19 février 2008  Éducation
Je me désole de la tournure que prend le dossier du «renouveau pédagogique» depuis quelques semaines. Entre les revendications de la coalition «Stoppons la réforme», le plaidoyer de Bernard Landry et le discours opportuniste de Mario Dumont... l'espace public apparaît monopolisé par les réactionnaires.

Certes, tout n'est sans doute pas parfait dans cette audacieuse réforme... que je suis pourtant très fier que le Québec ait entrepris avant de nombreux autres pays — dont la France, où j'habite depuis un peu plus de deux ans. Certes, des ajustements pourraient y être apportés. Ce sera d'ailleurs toujours vrai de tous les systèmes scolaires — qu'ils soient officiellement ou non en cours de réforme. Il faut accepter l'idée que, dans une société en rapide et profonde transformation, le système scolaire sera toujours inévitablement au coeur de tous les enjeux, toujours insatisfaisant, sans cesse à réinventer.

Les appels à stopper ou à faire un moratoire dans la réforme me semblent le fait de gens qui proposent aux Québécois d'attendre de voir la forme que prendra le monde de demain pour y adapter ensuite notre système scolaire. Je pense que c'est une double erreur. D'abord, parce que le monde est en perpétuel changement. Ensuite, parce que le Québec ne peut pas se contenter de regarder le monde prendre forme, il doit participer à son invention — en être un acteur de premier plan.

Le réflexe du moratoire est compréhensible, mais c'est un piège. Il faut être plus progressiste. Il ne faut pas se contenter d'être observateur d'un monde en changement. Il faut y préparer les jeunes. Il faut leur en donner les moyens. Il faut leur apprendre de nouvelles façons d'aborder les défis auxquels ils sont font face; leur permettre de développer la capacité du travail collectif; le difficile exercice de la démocratie et l'exigence de la solidarité; les aider à développer une vision du monde qui fasse une place à l'Europe, au Brésil, à l'Inde et à la Chine; leur permettre de s'exprimer clairement dans plus d'une langue et de tirer profit des nombreuses technologies qui sont à leur disposition.
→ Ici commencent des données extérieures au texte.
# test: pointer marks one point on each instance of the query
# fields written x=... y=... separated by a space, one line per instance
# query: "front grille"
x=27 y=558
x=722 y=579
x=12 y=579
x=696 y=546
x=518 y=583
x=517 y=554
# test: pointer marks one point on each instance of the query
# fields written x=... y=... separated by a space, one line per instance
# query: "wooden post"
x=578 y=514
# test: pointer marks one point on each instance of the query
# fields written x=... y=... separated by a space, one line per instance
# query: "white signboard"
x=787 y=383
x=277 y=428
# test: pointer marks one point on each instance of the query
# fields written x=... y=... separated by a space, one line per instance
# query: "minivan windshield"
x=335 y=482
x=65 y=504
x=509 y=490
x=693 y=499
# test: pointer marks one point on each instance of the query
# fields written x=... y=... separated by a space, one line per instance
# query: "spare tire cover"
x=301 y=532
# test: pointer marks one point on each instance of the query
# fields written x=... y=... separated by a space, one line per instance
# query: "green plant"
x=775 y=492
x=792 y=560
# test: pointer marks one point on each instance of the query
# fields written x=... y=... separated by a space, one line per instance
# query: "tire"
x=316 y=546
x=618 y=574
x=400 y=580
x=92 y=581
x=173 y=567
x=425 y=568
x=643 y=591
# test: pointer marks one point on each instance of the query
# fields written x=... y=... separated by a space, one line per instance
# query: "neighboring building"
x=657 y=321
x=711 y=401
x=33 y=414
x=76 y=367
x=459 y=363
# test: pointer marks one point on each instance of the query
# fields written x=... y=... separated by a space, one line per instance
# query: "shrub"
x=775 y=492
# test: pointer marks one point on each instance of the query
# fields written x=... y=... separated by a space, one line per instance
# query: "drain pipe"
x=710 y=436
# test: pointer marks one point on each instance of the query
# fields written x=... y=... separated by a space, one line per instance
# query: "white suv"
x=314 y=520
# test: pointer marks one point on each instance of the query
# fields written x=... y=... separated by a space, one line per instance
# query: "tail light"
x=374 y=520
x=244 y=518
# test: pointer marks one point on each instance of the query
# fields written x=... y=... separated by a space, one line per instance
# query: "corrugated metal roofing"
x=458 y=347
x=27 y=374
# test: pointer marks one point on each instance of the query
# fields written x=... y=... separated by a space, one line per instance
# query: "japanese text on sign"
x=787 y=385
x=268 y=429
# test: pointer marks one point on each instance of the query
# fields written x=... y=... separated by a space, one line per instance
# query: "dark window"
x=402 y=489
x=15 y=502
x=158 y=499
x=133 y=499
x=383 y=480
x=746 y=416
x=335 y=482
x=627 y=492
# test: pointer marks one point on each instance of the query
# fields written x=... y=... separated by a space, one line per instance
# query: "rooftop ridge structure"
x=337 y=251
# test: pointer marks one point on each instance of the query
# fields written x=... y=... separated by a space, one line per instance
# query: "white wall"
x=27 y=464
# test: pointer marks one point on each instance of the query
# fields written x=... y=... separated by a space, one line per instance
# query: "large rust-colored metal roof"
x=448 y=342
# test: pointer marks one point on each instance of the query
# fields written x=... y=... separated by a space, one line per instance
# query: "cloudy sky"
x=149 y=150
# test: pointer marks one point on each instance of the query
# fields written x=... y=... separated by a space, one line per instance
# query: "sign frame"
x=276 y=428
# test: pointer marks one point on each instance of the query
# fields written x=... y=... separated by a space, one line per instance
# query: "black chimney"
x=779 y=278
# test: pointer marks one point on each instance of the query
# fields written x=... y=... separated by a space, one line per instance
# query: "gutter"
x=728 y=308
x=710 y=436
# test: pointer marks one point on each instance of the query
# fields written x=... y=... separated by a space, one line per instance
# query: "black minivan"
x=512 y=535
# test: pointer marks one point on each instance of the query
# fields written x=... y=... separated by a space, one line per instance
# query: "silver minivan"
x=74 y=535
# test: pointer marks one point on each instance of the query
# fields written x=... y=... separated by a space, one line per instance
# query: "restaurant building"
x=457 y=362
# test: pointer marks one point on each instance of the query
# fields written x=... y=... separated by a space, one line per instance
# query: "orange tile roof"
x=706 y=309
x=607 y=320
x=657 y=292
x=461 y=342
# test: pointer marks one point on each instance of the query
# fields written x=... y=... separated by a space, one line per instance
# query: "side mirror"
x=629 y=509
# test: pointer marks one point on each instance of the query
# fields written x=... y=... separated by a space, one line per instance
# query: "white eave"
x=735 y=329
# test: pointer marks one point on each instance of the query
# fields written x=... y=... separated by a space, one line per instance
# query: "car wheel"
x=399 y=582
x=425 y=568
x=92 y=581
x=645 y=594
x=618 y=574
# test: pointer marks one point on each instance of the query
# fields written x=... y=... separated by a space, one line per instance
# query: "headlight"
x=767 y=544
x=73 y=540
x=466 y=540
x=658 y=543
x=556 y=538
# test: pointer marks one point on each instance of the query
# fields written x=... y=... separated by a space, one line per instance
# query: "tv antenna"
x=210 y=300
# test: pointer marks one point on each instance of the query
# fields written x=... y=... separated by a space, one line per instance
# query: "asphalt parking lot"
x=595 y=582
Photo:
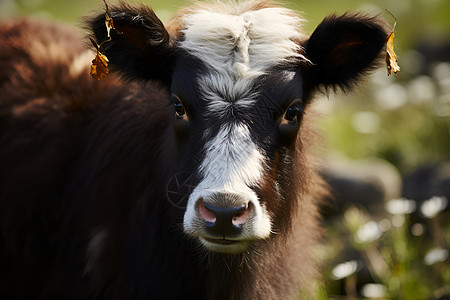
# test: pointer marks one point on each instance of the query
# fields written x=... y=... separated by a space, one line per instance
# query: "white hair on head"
x=242 y=39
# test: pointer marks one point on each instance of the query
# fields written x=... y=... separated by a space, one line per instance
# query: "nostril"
x=207 y=215
x=242 y=216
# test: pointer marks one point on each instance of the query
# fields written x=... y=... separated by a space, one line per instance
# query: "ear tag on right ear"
x=391 y=58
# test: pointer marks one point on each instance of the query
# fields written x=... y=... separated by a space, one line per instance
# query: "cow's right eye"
x=180 y=111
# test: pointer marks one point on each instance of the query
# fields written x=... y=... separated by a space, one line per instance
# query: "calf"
x=187 y=173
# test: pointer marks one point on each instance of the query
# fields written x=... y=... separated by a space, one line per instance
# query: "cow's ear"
x=140 y=47
x=342 y=49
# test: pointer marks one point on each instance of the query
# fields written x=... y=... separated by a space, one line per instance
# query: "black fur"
x=140 y=47
x=342 y=49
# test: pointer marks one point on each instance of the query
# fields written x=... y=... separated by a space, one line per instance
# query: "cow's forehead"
x=240 y=46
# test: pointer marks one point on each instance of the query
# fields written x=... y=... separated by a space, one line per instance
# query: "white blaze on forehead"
x=232 y=162
x=242 y=43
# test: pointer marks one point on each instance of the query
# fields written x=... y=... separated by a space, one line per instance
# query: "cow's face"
x=240 y=79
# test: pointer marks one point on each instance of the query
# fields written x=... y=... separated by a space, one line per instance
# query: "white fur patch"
x=232 y=164
x=237 y=44
x=244 y=44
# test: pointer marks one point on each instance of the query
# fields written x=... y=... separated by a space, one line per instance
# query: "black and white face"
x=240 y=76
x=238 y=97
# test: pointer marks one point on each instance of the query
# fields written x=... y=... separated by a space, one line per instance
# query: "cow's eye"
x=293 y=112
x=180 y=111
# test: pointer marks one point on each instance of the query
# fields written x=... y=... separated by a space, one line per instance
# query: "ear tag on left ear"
x=99 y=67
x=391 y=58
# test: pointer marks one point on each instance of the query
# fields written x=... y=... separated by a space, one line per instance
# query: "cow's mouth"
x=224 y=245
x=221 y=241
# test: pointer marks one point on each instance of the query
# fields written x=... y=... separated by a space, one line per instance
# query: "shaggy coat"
x=186 y=174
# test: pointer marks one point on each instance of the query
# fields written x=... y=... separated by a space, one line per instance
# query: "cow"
x=188 y=173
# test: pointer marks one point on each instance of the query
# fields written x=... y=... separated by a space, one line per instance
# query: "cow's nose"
x=223 y=216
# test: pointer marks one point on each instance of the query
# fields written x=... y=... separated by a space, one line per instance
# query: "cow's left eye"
x=180 y=111
x=293 y=112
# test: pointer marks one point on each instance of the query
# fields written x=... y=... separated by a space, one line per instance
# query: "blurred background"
x=386 y=152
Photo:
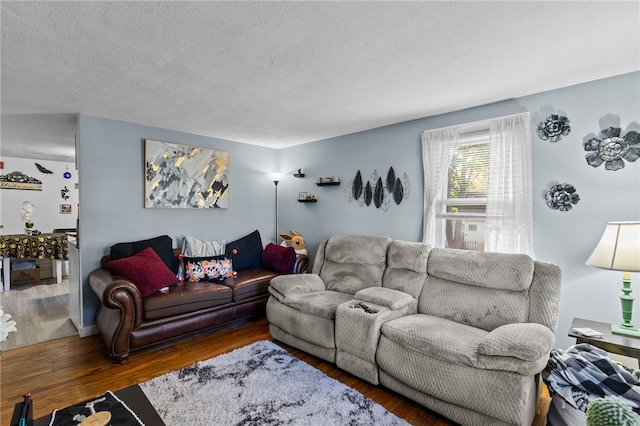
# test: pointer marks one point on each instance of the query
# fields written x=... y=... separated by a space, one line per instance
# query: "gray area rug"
x=260 y=384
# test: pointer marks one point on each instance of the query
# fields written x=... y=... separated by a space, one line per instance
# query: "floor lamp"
x=276 y=177
x=619 y=250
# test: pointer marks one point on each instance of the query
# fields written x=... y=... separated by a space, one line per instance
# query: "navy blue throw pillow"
x=245 y=252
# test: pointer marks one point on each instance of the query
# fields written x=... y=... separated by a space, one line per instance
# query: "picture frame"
x=185 y=176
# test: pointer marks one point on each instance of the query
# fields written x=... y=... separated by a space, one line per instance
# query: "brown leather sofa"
x=129 y=322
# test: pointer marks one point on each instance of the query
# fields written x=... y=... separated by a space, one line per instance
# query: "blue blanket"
x=584 y=373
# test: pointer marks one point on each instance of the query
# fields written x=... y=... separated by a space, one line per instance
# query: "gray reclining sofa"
x=463 y=333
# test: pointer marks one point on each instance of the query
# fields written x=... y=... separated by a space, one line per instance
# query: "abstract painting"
x=184 y=176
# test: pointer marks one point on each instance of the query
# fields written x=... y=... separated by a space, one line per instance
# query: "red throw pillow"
x=279 y=258
x=146 y=270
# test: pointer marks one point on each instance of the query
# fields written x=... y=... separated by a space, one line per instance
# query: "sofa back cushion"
x=351 y=263
x=406 y=267
x=480 y=289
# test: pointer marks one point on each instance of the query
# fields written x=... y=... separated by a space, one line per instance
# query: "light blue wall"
x=112 y=192
x=564 y=238
x=111 y=189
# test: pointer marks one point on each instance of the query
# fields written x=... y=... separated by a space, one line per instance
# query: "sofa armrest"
x=522 y=348
x=284 y=286
x=301 y=265
x=525 y=341
x=388 y=297
x=117 y=292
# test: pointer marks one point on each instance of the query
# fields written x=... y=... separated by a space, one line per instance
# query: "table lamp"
x=619 y=250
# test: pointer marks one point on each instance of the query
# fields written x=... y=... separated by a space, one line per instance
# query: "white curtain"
x=509 y=226
x=509 y=217
x=437 y=149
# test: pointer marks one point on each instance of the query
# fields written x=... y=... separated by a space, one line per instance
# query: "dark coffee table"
x=134 y=398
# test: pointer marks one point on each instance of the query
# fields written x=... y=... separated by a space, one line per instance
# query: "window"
x=463 y=207
x=478 y=186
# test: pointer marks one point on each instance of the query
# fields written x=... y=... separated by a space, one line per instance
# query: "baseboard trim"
x=86 y=331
Il faut aussi donner aux enseignants les moyens de faire tout cela avec les élèves. C'est nécessaire pour que le Québec puisse prendre une part active dans le nouveau concert des nations.
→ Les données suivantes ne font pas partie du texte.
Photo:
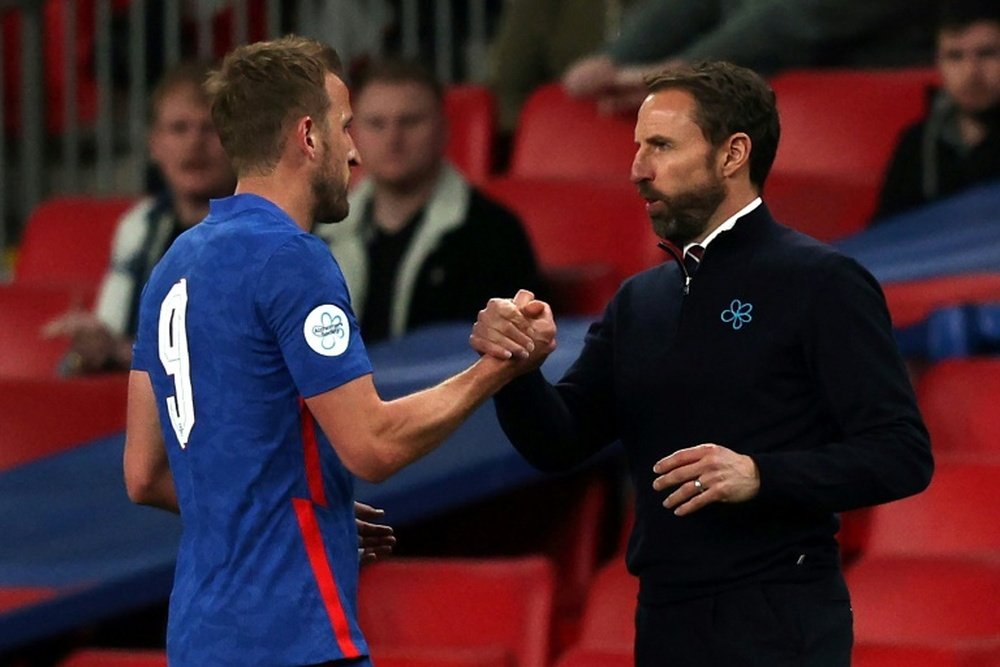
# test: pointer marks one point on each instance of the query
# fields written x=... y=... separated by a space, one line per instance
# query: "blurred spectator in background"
x=538 y=39
x=185 y=148
x=958 y=144
x=764 y=35
x=420 y=244
x=357 y=27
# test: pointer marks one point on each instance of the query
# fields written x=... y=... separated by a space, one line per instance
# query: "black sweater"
x=811 y=386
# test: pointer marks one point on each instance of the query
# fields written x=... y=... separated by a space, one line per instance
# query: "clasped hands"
x=521 y=329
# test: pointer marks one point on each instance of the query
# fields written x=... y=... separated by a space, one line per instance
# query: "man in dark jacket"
x=420 y=245
x=957 y=145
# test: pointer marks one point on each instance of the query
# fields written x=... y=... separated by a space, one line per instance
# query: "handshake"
x=521 y=329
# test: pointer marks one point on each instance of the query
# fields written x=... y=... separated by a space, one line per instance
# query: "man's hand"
x=375 y=540
x=521 y=328
x=705 y=474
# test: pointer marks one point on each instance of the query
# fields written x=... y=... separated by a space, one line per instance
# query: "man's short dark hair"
x=960 y=14
x=398 y=70
x=729 y=99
Cet objectif exige que l'on prenne quelques risques et que nous cédions un peu du confort que procure la tradition éducative. Il faut rester critique, bien sûr, rejeter les effets de modes, mais accepter de prendre des risques! Il faut rejeter — toujours! — les appels au moratoire et à l'immobilisme. J'invite d'ailleurs les détracteurs de la réforme à proposer d'autres alternatives que l'arrêt ou que le simple retour en arrière.

Dans ce contexte, je souhaite aussi que les forces progressistes de la société québécoise consacrent moins de temps à défendre une réforme qui est de toute façon déjà irréversiblement en marche et qu'elles redeviennent forces de propositions — comme elles l'ont été dans les années qui ont précédé la réforme. Il faut occuper l'espace public différemment... par des idées, des témoignages, des récits, des défis, des projets éducatifs. Il faut remettre l'éducation au coeur de notre projet de société. Il faut décrire ce projet et forcer ceux et celles qui prônent le statu quo d'expliquer le projet de société qui les motive.

Parce qu'ils sont d'indispensables animateurs de l'espace public, je souhaite aussi que Pauline Marois, Mario Dumont et Jean Charest s'entourent rapidement de gens ambitieux pour traiter les questions éducatives; de personnes capables de propositions, de personnes qui savent que le monde change très vite, notamment sous l'influence de la mondialisation et du développement des technologies. De gens qui ont voyagé, de gens qui ont occupé plusieurs emplois, de gens qui s'intéressent à la géopolitique, de gens créatifs et ouverts d'esprits.

Cessons de défendre la réforme. Il n'y a rien à défendre. Tout est à proposer. Nous avons un projet de société à bâtir.